La SAT aura un nouveau visage dès 2010
Le Devoir
Isabelle Paré
Édition du vendredi 13 février 2009
Mots clés : Axel Morgenthaler, Société des arts technologiques, Culture, Construction, Montréal
La nouvelle façade de la SAT, faite d'une série de blocs de verre et de béton noir et rouge, se déploiera sur quelque 38 mètres de hauteur.
Image: Jonathan Desjarlais
Cocon créatif par excellence, la Société des arts technologiques (SAT) se fera chrysalide au cours des prochains mois pour renaître en 2010, dans une enveloppe audacieuse et futuriste déployant sur 32 000 pieds sa frénésie créative.
Le haut lieu montréalais de l'innovation en arts technologiques a dévoilé hier soir le plan architectural qui permettra une expansion majeure de ses quartiers du boulevard Saint-Laurent et l'intégration dans ses murs de six oeuvres d'artistes internationaux, dont une de Jean-Jacques Lemêtre, proche collaborateur de la dramaturge Ariane Mnouchkine, du Théâtre du Soleil.
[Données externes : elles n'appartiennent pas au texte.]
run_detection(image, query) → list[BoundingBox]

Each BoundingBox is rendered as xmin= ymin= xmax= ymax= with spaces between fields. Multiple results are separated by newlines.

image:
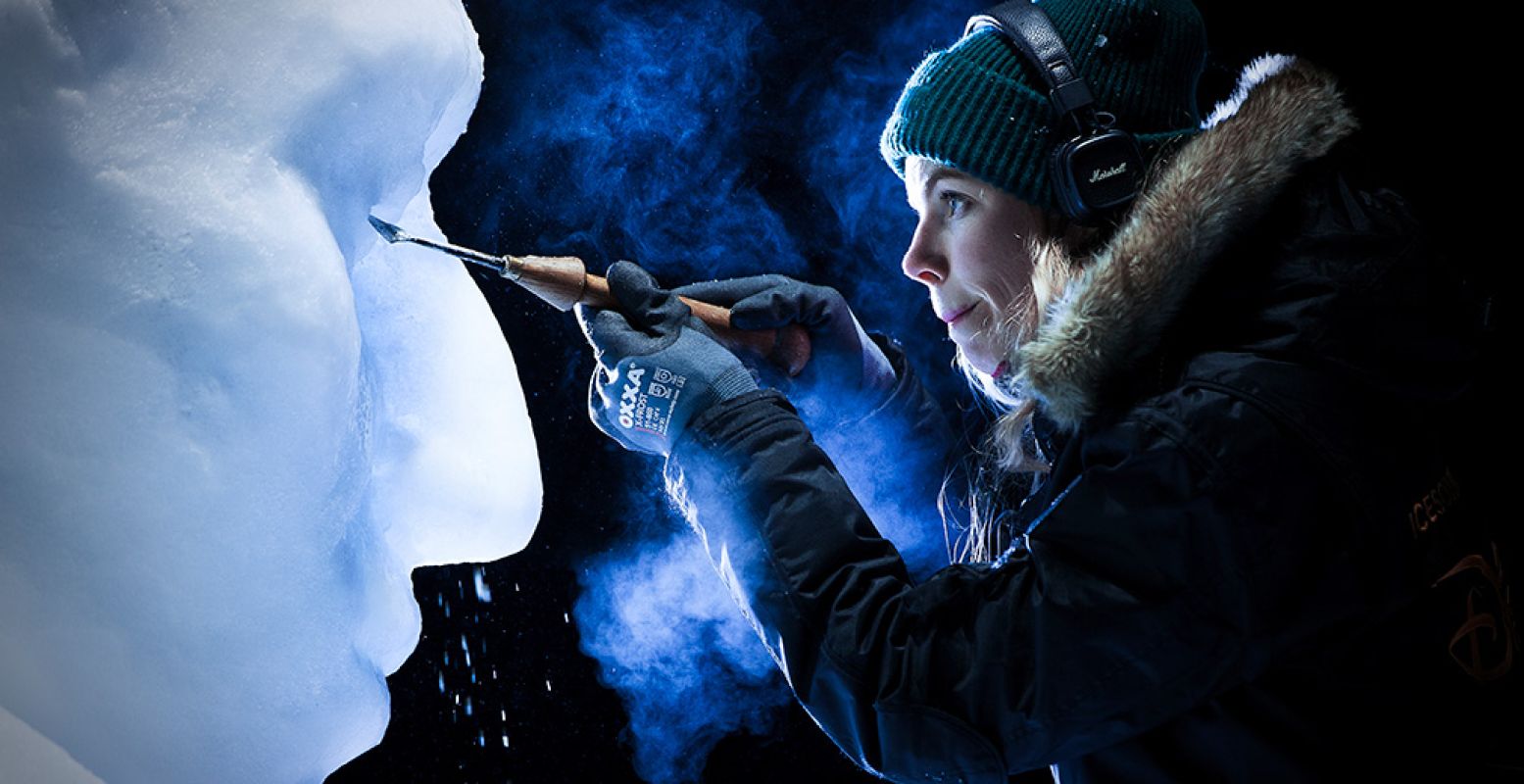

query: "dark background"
xmin=329 ymin=0 xmax=1494 ymax=782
Conçu par la firme Nomade architecture, la nouvelle façade de la SAT, faite d'une série de blocs de verre et de béton noir et rouge, se déploiera sur quelque 38 mètres de hauteur. Le dernier étage sera surmonté d'une terrasse et de la SAT[osphère], une demi-sphère de 18 mètres de diamètre qui deviendra un lieu de prédilection pour la création d'environnements immersifs. Marquée par de grandes ouvertures, la façade de la SAT sera ouverte sur la rue, qu'on veut utiliser comme un théâtre urbain, a fait valoir hier sa directrice générale, Monique Savoie.
«On est ravis de pouvoir compléter la SAT initiale, qui est déjà devenue un modèle pour plusieurs villes, a-t-elle dit. La SAT, c'est un centre d'innovation et de création rendu possible par la rencontre d'artistes, de techniciens et de scientifiques.»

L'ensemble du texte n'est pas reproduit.